🤖 AI Summary
The EU Council has agreed a negotiating position on a proposed regulation to prevent and combat child sexual abuse online. Key elements include mandatory risk assessments by online service providers, categorisation of services into low/medium/high risk, and powers for national authorities to require removal, blocking or delisting of child sexual abuse material (CSAM). The text creates a new EU Centre on Child Sexual Abuse to run a searchable reports database, maintain a library of CSAM indicators for industry use, assist victims, and share data with Europol and national law enforcement. Providers in the high‑risk category can be ordered to contribute to development of mitigation technologies; non‑compliance can trigger penalties. The Council also proposes to make permanent the current temporary exemption that allows voluntary scanning of communications for CSAM.
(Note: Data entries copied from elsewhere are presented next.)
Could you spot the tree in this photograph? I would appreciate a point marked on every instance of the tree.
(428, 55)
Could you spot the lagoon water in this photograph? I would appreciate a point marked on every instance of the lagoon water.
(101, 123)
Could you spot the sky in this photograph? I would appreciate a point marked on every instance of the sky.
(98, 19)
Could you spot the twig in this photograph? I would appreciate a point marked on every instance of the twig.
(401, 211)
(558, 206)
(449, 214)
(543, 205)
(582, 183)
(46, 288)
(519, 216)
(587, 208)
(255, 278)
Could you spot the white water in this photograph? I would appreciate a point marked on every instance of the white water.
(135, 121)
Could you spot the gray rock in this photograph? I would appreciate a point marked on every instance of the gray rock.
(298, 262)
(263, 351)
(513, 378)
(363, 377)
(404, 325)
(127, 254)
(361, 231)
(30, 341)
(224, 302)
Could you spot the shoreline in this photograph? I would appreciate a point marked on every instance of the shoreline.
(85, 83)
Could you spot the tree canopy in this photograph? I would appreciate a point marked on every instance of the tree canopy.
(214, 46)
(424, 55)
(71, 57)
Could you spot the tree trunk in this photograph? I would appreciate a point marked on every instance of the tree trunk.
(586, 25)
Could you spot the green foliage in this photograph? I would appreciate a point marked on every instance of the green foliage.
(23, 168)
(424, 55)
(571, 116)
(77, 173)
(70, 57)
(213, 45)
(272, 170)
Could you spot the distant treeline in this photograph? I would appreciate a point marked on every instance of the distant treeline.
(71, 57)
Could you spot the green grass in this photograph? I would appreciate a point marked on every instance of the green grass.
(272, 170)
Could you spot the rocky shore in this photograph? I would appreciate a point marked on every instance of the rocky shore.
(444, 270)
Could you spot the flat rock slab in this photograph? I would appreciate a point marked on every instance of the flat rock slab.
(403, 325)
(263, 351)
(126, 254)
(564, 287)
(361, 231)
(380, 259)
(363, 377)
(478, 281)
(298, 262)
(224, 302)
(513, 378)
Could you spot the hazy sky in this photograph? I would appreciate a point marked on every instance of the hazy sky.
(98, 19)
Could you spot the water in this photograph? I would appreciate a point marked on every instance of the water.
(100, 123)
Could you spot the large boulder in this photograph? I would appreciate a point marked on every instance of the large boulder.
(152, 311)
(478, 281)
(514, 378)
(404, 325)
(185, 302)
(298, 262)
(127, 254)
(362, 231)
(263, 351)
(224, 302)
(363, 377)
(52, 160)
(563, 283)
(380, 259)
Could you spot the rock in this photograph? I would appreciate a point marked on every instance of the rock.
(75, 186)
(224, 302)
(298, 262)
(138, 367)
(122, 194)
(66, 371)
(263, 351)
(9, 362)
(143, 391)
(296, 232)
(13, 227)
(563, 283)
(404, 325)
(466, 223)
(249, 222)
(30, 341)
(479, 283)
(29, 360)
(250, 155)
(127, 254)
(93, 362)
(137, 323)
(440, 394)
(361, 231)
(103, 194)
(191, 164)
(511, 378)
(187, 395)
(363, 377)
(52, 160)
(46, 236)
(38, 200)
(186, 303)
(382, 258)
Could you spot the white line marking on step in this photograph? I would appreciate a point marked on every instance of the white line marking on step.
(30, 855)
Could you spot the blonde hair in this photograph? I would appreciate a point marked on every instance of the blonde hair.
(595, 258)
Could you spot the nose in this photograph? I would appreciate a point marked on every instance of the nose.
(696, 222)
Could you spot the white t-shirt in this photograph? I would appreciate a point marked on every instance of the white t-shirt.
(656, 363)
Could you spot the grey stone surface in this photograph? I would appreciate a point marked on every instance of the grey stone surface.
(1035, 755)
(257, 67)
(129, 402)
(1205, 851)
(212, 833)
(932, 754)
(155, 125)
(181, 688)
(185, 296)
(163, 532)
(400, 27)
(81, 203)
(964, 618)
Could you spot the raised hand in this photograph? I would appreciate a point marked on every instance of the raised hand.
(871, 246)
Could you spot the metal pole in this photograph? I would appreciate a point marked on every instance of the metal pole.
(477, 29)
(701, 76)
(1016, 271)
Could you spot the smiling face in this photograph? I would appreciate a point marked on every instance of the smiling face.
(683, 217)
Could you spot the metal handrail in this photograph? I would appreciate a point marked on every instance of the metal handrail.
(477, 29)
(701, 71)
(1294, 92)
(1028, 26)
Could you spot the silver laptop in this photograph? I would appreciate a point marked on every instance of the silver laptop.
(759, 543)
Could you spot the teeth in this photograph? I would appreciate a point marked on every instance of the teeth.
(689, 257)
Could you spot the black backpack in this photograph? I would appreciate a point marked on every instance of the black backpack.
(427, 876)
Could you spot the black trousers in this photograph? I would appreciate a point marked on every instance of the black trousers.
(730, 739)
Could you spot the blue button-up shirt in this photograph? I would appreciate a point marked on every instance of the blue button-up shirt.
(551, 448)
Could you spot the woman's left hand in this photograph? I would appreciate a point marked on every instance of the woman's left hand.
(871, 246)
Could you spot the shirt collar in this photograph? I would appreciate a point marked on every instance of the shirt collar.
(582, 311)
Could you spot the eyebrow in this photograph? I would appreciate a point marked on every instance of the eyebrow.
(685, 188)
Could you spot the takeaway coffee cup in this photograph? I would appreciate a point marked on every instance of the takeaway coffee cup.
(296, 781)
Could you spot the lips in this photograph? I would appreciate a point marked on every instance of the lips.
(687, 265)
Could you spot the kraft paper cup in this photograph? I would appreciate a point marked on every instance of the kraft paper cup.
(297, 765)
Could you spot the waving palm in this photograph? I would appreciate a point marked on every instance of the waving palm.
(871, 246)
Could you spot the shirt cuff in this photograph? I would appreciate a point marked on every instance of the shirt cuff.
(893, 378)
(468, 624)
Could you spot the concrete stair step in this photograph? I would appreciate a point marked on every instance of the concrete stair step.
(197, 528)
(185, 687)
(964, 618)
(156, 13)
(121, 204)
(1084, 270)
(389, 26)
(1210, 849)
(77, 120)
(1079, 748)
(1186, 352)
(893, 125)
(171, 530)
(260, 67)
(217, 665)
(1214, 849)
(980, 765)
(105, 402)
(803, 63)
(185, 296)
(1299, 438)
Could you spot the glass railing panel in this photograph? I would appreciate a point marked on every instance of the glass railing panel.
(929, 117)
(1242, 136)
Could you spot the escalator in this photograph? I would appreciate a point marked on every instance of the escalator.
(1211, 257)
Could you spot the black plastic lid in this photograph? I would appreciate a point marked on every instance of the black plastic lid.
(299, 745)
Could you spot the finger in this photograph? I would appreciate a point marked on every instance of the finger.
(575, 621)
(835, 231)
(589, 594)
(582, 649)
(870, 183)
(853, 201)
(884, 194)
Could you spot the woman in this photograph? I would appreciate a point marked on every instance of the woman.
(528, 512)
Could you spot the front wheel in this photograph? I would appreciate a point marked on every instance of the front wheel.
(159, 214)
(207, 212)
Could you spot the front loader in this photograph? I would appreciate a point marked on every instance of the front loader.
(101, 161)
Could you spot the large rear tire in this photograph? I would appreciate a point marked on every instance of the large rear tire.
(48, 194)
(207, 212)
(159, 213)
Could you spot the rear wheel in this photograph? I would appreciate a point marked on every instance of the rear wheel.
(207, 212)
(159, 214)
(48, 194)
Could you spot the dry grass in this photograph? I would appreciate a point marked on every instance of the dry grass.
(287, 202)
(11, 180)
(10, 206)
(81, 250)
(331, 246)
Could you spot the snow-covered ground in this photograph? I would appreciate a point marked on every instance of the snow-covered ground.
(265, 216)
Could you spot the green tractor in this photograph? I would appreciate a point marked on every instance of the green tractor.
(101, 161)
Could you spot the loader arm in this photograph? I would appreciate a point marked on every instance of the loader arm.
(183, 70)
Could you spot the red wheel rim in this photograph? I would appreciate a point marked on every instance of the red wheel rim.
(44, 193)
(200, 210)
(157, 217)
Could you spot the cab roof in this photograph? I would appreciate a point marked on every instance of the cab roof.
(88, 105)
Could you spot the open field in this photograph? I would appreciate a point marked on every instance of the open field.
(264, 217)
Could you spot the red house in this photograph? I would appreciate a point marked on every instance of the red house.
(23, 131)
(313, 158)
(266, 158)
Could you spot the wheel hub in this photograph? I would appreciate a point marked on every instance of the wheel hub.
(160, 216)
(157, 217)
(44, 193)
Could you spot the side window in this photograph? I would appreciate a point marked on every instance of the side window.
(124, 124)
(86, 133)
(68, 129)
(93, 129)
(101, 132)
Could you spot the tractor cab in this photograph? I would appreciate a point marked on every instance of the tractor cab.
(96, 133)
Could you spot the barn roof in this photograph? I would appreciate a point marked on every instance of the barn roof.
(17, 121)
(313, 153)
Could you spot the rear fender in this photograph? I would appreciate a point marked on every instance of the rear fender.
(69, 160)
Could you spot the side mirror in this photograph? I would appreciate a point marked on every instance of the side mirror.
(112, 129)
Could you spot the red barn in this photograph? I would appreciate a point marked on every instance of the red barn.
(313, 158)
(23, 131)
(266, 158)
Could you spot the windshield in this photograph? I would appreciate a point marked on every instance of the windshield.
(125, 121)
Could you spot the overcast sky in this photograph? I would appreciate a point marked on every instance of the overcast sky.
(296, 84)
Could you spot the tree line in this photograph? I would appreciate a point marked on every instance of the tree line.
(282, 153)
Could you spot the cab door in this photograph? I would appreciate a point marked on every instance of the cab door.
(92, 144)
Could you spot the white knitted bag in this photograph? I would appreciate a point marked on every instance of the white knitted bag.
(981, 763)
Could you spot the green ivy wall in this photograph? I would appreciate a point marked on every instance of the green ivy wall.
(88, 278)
For the AI/ML community this raises immediate technical and policy implications: expect stronger regulatory pressure to deploy automated detection tools (hashing, perceptual fingerprinting, ML classifiers, multimodal detectors), integrate reporting pipelines, and contribute to shared indicator databases. Model builders and platforms will need robust CSAM filtering and dataset governance to avoid training on illegal content and to prevent generative models from producing illicit imagery. The proposal also intensifies the trade‑off between effective detection and encryption/privacy — driving interest in on‑device detection, metadata risk‑mitigation, privacy‑preserving ML and interoperable indicator formats. The Council text now goes to trilogue with the European Parliament; details and limits on scanning mandates will determine technical obligations.